Grossmann, mantıklı düşünme becerisini geliştirmek isteyen bireylerin tartışma üzerine düşünürken ‘üçüncü kişi dili’ kullanmayı denemelerini tavsiye ediyor. Örneğin, hem kendinize hem de tartışma yaşadığınız kişiye isim kullanarak hitap ettiğinizi düşünün. Bunu yapmak durumu başkalarının bakış açısıyla görmenize katkı sağlayacaktır. Ayrıca, çok kültürlü film festivaline katılmak veya bir evsizler barınağında gönüllü olarak çalışmak gibi kendi tecrübelerinizin ve beklentilerinizin ön planda olmadığı etkinliklere katılmaya çalışın.

Yaptıkları çalışmayı uç sosyal sınıf mensuplarıyla da gerçekleştirmek isteyen Grossmann, “Aşırı zengin olan kişilerde de aynı sonuçları görmek beni şaşırtmazdı fakat şu anda elimizde bu konuya yorum yapacak veri bulunmuyor. Donald Trump’la röportaj yapabilmeyi isterdim.” dedi.

Kaynak: Science Mag

Waterloo Üniversitesi'nde çalışan Igor Grossmann ve meslektaşları, gerçekleştirdikleri bir araştırmayla dar gelirli bireylerin mantıklı düşünme becerilerinin yüksek gelirlilere göre daha fazla olduğunu ortaya koydu. Kuzey Karolina'daki Wake Forest Üniversitesi'nde Sosyal Psikolog olarak çalışan Eranda Jayawickreme, "Bulgular gayet anlamlı zira işçi sınıfına mensup bir ailede büyüyen kişi, orta sınıfta yetişen bir kişiye göre ortak, umumi kaynaklara daha bağımlı. Bu yüzden, kendileriyle aynı durumdaki kişilerle yaşanan tartışmaları ortadan kaldıracak sosyal tekniklere daha iyi odaklanabiliyorlar." diyor. Grossmann ise, "Orta sınıf mensubu bireyler IQ puanlarını yükseltme potansiyeli olan eğitime daha fazla odaklanma imkanı buluyor fakat uyuşmazlıkları çözme becerileri için fazla çaba harcamıyorlar." diyor.

6 Yorum

  • Dar gelirli insanların böylesine yüksek çıkması çok da şaşırtıcı olmaması gerek.
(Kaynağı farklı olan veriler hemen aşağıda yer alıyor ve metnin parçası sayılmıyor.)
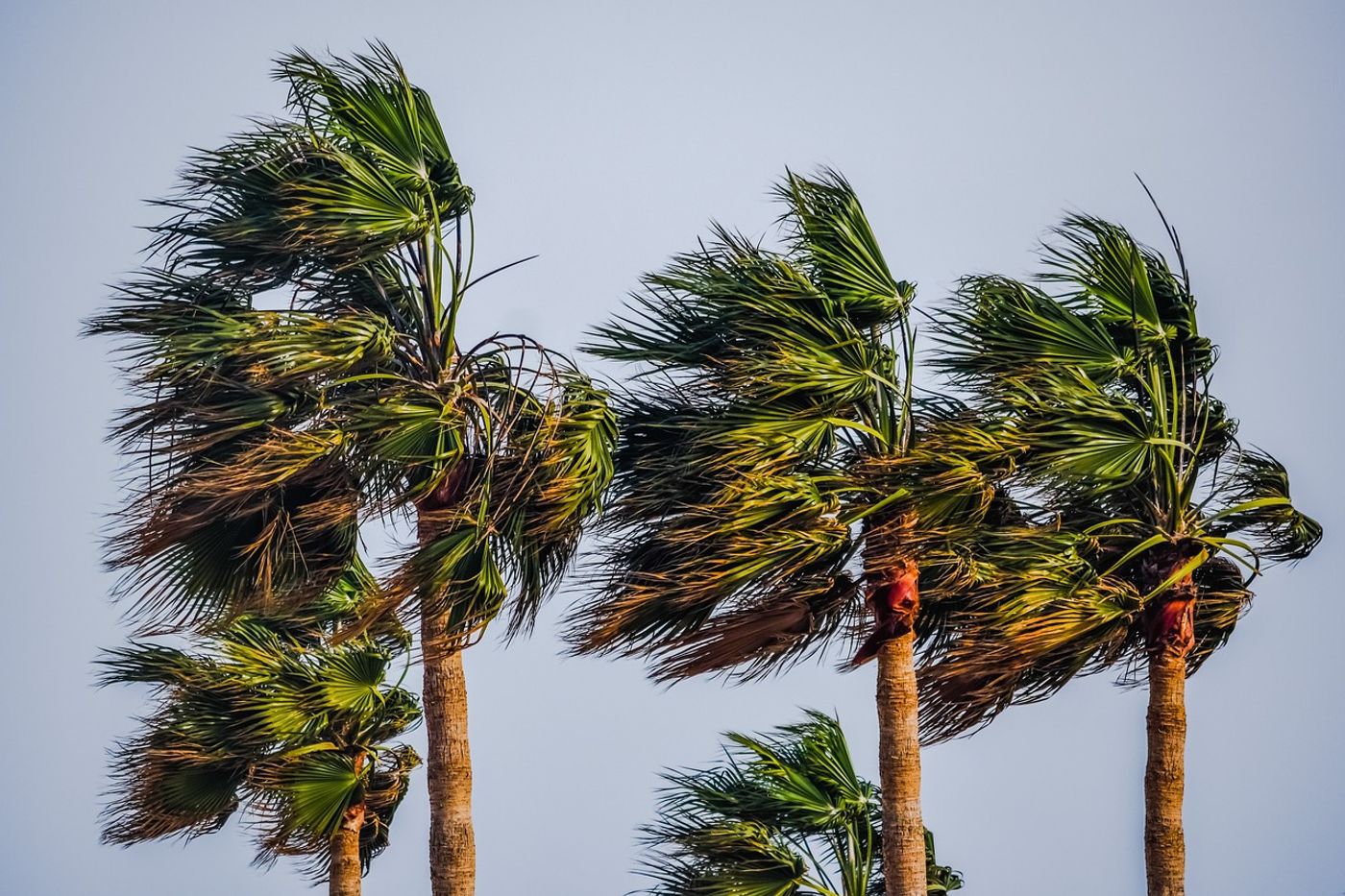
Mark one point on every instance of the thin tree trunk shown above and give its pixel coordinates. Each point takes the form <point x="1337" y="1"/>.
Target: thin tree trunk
<point x="1172" y="635"/>
<point x="452" y="842"/>
<point x="343" y="876"/>
<point x="898" y="768"/>
<point x="1165" y="846"/>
Maddi durum arttıkça,insanların kaybetmeyi göze aldıkları şeyler daha da yükseliyor fakat dar gelirli insanlar için her şey bir nevi ”pamuk ipliğine bağlı ” bir vaziyette ilerliyor.Aslında bir hareketi yaparken bunun sonuçlarının onun hayatında neleri ne şekilde etkileyebileceğini daha kapsamlı düşünebiliyor.Hayatında kazandıklarının sınırlı olması,kaybetme endişesini ön plana atıyor diyebiliriz.Maddi yönden rahat olan insanın kaybedecekleri reel olarak daha büyük,doğru, fakat o insanların bunları tekrar elde edebilme ve süreci çok kolay bir şekilde atlatabileceklerine olan inançları zarar görmeyi göz ardı edebiliyorlar.Bu araştırmanın Türkiye’de de yapılmasını dilerdim.

  • Normal de her gün siteyi ziyaret ederim fakat bu araştırmanın anlatım ve yazım şekli okurken beni çok yordu. Sık sık geriye dönüp tekrar okumam gerekti.
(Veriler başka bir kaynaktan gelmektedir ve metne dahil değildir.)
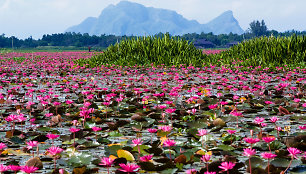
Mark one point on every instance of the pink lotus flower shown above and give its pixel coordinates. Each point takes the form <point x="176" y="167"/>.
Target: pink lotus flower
<point x="96" y="129"/>
<point x="259" y="120"/>
<point x="191" y="171"/>
<point x="205" y="158"/>
<point x="235" y="113"/>
<point x="29" y="169"/>
<point x="267" y="155"/>
<point x="3" y="168"/>
<point x="293" y="152"/>
<point x="73" y="130"/>
<point x="213" y="106"/>
<point x="129" y="168"/>
<point x="202" y="132"/>
<point x="14" y="167"/>
<point x="69" y="102"/>
<point x="251" y="140"/>
<point x="2" y="146"/>
<point x="107" y="162"/>
<point x="137" y="142"/>
<point x="269" y="102"/>
<point x="170" y="110"/>
<point x="273" y="119"/>
<point x="151" y="130"/>
<point x="209" y="172"/>
<point x="56" y="103"/>
<point x="54" y="150"/>
<point x="146" y="158"/>
<point x="31" y="144"/>
<point x="231" y="131"/>
<point x="249" y="152"/>
<point x="52" y="136"/>
<point x="268" y="139"/>
<point x="165" y="128"/>
<point x="303" y="127"/>
<point x="169" y="143"/>
<point x="226" y="166"/>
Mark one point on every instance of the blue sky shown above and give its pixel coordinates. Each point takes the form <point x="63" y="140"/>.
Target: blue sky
<point x="24" y="18"/>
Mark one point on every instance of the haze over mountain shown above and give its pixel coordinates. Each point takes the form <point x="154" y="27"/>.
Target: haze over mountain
<point x="128" y="18"/>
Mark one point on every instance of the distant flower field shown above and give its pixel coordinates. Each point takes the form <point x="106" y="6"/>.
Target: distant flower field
<point x="58" y="116"/>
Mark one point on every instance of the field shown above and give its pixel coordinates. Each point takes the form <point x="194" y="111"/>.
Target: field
<point x="64" y="118"/>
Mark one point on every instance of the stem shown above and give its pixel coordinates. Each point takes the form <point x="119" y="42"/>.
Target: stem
<point x="289" y="164"/>
<point x="250" y="165"/>
<point x="268" y="166"/>
<point x="54" y="162"/>
<point x="74" y="139"/>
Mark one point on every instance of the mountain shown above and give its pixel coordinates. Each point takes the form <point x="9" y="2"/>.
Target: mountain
<point x="127" y="18"/>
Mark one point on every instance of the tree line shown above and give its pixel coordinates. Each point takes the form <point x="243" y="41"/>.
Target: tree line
<point x="256" y="29"/>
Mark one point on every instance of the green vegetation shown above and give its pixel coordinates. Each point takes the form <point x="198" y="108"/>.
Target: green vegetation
<point x="147" y="50"/>
<point x="265" y="52"/>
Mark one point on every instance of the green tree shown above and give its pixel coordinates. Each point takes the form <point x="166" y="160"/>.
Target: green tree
<point x="258" y="28"/>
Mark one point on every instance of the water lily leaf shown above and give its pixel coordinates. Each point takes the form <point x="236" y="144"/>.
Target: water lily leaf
<point x="111" y="150"/>
<point x="44" y="129"/>
<point x="125" y="154"/>
<point x="85" y="158"/>
<point x="115" y="134"/>
<point x="255" y="162"/>
<point x="225" y="147"/>
<point x="148" y="166"/>
<point x="169" y="171"/>
<point x="80" y="170"/>
<point x="89" y="125"/>
<point x="16" y="152"/>
<point x="142" y="149"/>
<point x="281" y="162"/>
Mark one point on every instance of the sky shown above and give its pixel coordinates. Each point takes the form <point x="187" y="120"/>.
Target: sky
<point x="25" y="18"/>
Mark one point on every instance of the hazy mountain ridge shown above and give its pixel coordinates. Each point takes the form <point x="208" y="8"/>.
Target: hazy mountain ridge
<point x="127" y="18"/>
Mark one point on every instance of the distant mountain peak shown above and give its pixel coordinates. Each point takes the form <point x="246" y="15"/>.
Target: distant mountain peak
<point x="130" y="18"/>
  • Doğru olduğunu sanmıyorum. Kesinlikle yanlış. Protein, vitamin ve mineral alamayanlar nasıl oluyor da yeterli beslenenlerden daha zeki oluyormuş. Öğrenmek için yazılı ve görsel kaynaklara ulaşamayan, eğitimsiz,seyahat olanakları bulamayanlar hangi konularda uygarlığın gelişmesine katkı sunuyorlar. İQ’ ları gökten mi yağıyor. Kendisi yardıma muhtaçsa nasıl gayrıya yardım edebiliyor ki. Aç ayı nasıl oynarmış. Batıl ve doğmatik inançların yoksullara aşılanmalarını çağrıştırıyor. Araştırmayı yapanlar varlıklı ve zengin olmayanların ağzına bir parmak bal çalmışlar. Biz atı alıp üsküdarı geçerken siz yoksullarda akıllı olmanızla avunun diyorlarmış. Ufak at civcivler yesin diyorum bu uyanık Amerikalıya. Vicdan azabını bu şekilde gidermeye çalıştığını düşünüyorum. Söyledikleri hem bilimsel değil hem de art niyetlerle dolu. Büyük ve koskocaman bir yalan. Şayet bu türden bir araştırma varsa. Şişirme bir haber olabileceğini düşündüm. Yapılan saf yorumlara da Show TV Güldür Güldür programındaki kadar güldüm.

  • Birincisi yorumlar saf ya da degil herkes kendi düşüncesini ifade ediyor ve ikincisi mineral protein alamayan demişsiniz. Makalede orta ve zengin aldığını söylüyor yani ne çok fakir ne çok zengin. Makaleyi tamamen ya da dikkatli okumanızı tavsiye ederim. Zira yaptığın davranış biraz egoya giriyor.